ArgusScan - Shodan Pentest Automation

Ethical Pentest Automation using Shodan API for cybersecurity professionals

MANDATORY LEGAL WARNING

This project is exclusively for ethical security and educational purposes.

Legal Notice

Unauthorized use of this tool for unauthorized access to systems is ILLEGAL and punishable by law:

• Penalty: Varies by jurisdiction
• Criminal Liability: Unauthorized access is a crime
• Civil Liability: Damage compensation

Use ONLY for:

• Authorized Bug Bounty
• Pentest with signed contract and RoE (Rules of Engagement)
• Authorized academic research
• Defensive security of own systems
• Authorized Red Team Exercises

NEVER use for:

• Unauthorized access to systems
• Unauthorized data modification
• Service interruption
• Any illegal activity

Use of this tool implies acceptance of legal responsibility. Use ethically and with written authorization.

---

Table of Contents

• Features
• Installation
• Configuration
• Usage
• Shodan Dorks Examples
• Project Structure
• Reports
• Tool Integration
• Troubleshooting
• Testing
• Contributing
• Additional Resources
• License

---

Features

• Shodan Search: Full integration with Shodan API
• Friendly CLI: Colorful interface with Rich
• Rate Limiting: Respects API limits (1 req/second)
• Multiple Formats: Export Markdown, JSON, CSV
• Advanced Filters: By country, port, organization
• Professional Reports: PTES/OWASP template
• CVSS Integration: Vulnerability analysis support
• Nuclei/ZAP Ready: Export compatible with pentest tools

---

Installation

Prerequisites

• Python 3.8 or higher
• Shodan account with API key (get it here)

Quick Installation

# Clone the repository
git clone https://github.com/your-username/argusscan.git
cd argusscan

# Install dependencies
pip install -r requirements.txt

# Configure your API key
# Edit config.yaml and add your Shodan API key

Installation with Virtual Environment (Recommended)

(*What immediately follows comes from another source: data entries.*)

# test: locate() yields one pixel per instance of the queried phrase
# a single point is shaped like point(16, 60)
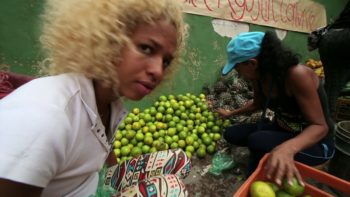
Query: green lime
point(261, 189)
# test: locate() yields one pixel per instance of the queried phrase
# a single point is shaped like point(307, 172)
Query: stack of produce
point(269, 189)
point(181, 121)
point(231, 92)
point(316, 65)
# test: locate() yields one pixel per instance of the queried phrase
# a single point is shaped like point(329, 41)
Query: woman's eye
point(146, 49)
point(166, 63)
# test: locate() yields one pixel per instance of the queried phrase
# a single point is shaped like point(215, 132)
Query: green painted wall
point(205, 54)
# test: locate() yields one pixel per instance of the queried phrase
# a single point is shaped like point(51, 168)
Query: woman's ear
point(253, 61)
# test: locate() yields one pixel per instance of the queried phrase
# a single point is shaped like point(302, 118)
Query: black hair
point(275, 59)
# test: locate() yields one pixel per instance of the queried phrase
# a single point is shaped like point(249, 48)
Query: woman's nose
point(156, 69)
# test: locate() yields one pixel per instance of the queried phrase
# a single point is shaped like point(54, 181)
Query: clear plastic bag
point(221, 161)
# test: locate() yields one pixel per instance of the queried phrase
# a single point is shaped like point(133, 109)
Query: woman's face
point(144, 61)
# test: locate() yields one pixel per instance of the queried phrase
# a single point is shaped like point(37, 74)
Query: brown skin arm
point(250, 106)
point(11, 188)
point(302, 83)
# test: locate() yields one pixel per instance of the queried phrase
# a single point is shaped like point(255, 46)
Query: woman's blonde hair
point(87, 36)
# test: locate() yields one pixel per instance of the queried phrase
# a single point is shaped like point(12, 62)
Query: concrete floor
point(202, 183)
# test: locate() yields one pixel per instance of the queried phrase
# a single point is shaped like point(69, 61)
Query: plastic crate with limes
point(310, 175)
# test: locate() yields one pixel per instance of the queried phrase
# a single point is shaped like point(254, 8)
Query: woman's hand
point(223, 113)
point(281, 165)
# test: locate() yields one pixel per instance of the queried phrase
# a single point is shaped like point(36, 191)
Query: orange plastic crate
point(306, 172)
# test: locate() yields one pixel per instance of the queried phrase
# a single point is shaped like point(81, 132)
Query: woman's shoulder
point(300, 76)
point(300, 72)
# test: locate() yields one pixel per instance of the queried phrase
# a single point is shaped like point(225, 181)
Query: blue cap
point(241, 48)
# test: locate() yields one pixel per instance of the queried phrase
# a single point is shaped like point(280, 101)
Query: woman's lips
point(145, 87)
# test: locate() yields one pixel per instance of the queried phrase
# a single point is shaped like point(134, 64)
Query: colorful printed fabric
point(146, 172)
point(167, 185)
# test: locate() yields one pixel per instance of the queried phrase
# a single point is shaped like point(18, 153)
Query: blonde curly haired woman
point(56, 131)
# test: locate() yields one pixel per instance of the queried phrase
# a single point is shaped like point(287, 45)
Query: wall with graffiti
point(212, 23)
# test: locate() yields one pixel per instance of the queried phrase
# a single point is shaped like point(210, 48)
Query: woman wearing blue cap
point(301, 128)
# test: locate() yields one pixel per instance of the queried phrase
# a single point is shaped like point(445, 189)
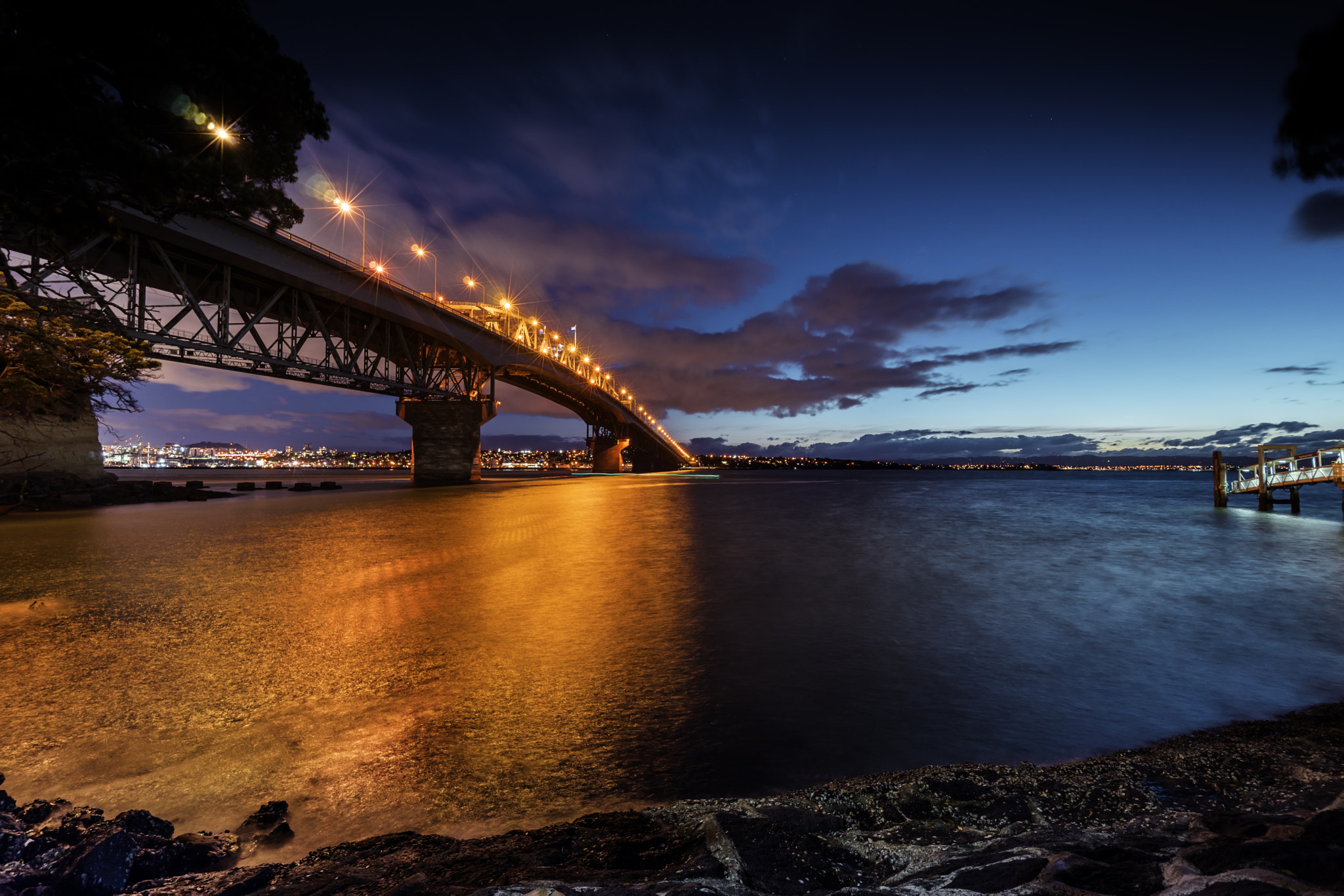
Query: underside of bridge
point(225, 293)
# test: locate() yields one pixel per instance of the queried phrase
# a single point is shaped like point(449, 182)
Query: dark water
point(472, 660)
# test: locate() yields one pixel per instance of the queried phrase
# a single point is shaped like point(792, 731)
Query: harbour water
point(482, 659)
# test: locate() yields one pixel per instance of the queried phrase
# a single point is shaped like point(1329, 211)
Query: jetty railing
point(1280, 473)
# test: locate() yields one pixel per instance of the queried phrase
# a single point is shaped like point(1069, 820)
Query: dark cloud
point(1031, 328)
point(602, 269)
point(1316, 370)
point(1251, 434)
point(721, 446)
point(832, 344)
point(836, 343)
point(949, 390)
point(1320, 215)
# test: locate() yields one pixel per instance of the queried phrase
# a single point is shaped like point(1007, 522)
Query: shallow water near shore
point(501, 656)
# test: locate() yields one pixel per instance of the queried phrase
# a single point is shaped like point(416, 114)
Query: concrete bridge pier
point(445, 439)
point(606, 453)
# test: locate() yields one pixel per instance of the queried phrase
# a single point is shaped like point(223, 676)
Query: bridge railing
point(507, 320)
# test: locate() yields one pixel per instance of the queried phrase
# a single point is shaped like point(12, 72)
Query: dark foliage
point(116, 102)
point(1311, 136)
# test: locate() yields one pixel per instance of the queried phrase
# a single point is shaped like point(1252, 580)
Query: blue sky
point(1097, 180)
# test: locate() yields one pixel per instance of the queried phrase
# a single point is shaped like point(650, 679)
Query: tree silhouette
point(165, 108)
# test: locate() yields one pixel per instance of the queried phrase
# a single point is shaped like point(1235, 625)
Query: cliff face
point(51, 443)
point(1250, 809)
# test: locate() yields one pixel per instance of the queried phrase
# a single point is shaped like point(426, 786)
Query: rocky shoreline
point(1248, 809)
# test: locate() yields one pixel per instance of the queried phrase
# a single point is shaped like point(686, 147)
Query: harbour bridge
point(228, 293)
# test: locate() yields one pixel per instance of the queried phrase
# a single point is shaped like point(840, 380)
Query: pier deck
point(1282, 473)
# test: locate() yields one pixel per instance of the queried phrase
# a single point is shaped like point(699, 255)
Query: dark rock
point(1326, 828)
point(137, 821)
point(238, 882)
point(280, 834)
point(1003, 875)
point(266, 817)
point(1120, 879)
point(37, 812)
point(1242, 888)
point(100, 865)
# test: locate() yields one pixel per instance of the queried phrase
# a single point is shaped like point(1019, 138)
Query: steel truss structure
point(210, 314)
point(226, 293)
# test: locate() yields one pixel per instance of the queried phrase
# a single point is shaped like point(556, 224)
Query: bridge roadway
point(229, 295)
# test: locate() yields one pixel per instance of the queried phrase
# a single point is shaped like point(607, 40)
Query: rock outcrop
point(1250, 809)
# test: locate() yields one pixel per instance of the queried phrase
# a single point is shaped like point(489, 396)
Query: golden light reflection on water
point(453, 660)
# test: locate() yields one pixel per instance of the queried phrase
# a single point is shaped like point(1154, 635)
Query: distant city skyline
point(901, 234)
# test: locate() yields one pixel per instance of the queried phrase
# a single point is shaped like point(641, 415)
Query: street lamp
point(421, 253)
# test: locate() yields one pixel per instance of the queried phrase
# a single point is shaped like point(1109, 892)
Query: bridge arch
point(226, 293)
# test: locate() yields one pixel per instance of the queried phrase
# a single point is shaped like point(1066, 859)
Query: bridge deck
point(226, 293)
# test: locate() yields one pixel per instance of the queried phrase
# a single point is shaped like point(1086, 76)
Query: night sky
point(843, 230)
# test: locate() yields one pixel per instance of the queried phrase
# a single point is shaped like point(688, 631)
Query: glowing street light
point(421, 253)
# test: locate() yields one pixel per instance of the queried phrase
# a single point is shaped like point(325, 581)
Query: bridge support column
point(445, 439)
point(606, 455)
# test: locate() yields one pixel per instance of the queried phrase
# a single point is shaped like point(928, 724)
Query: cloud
point(1045, 323)
point(609, 269)
point(721, 446)
point(1320, 216)
point(190, 378)
point(832, 344)
point(1249, 436)
point(1316, 370)
point(949, 390)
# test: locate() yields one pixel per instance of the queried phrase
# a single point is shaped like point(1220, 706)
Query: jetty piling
point(1280, 474)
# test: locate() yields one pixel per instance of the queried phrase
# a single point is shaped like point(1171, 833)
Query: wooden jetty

# Create a virtual environment
python3 -m venv venv

# Activate the virtual environment
# Linux/Mac:
source venv/bin/activate
# Windows:
venv\Scripts\activate

# Install dependencies
pip install -r requirements.txt

# Install pre-commit hooks (optional but recommended)
pip install pre-commit
pre-commit install

---

Configuration

1. Get Shodan API Key

1. Visit https://account.shodan.io/
2. Create an account or login
3. Go to Account → API Key
4. Copy your API key

2. Use the Token

IMPORTANT: The token must be provided via --token (or -t) argument in all executions:

python argus_scan.py "vuln:CVE-2024-23897" --token YOUR_API_KEY

Alternative (Optional): You can configure config.yaml as fallback, but CLI --token always takes priority:

shodan_api_key: "YOUR_API_KEY_HERE"

3. Folder Structure

The project will automatically create:

• reports/ - Generated reports
• templates/ - Jinja2 templates (already included)

---

Usage

IMPORTANT: The --token (or -t) argument is required in all executions. Provide your Shodan API key.

Example Output

Example of ArgusScan CLI output showing Shodan search results for Jenkins instances

Basic Usage

python argus_scan.py "vuln:CVE-2024-23897" --token YOUR_API_KEY

With Filters

# Filter by country (Brazil)
python argus_scan.py "jenkins port:8080" --token YOUR_API_KEY --country BR

# Filter by port
python argus_scan.py "apache" --token YOUR_API_KEY --port 80,443

# Combine filters
python argus_scan.py "php-cgi" --token YOUR_API_KEY --country BR --port 80,443

Export in Different Formats

# Export JSON
python argus_scan.py "vuln:CVE-2024-23897" --token YOUR_API_KEY --export json

# Export CSV (compatible with Nuclei/ZAP)
python argus_scan.py "jenkins" --token YOUR_API_KEY --export csv

# Export both (JSON + CSV)
python argus_scan.py "apache" --token YOUR_API_KEY --export both

# Markdown only (default)
python argus_scan.py "vuln:CVE-2024-23897" --token YOUR_API_KEY

Advanced Options

# Limit number of results
python argus_scan.py "vuln:CVE-2024-23897" --token YOUR_API_KEY --limit 50

# Don't display table (useful for scripts)
python argus_scan.py "jenkins" --token YOUR_API_KEY --no-table --export json

# Full help
python argus_scan.py --help

---

Shodan Dorks Examples

Specific CVEs

Note: The vuln: filter requires a paid Shodan plan (Academic, Small Business, or higher). Free plans cannot use this filter.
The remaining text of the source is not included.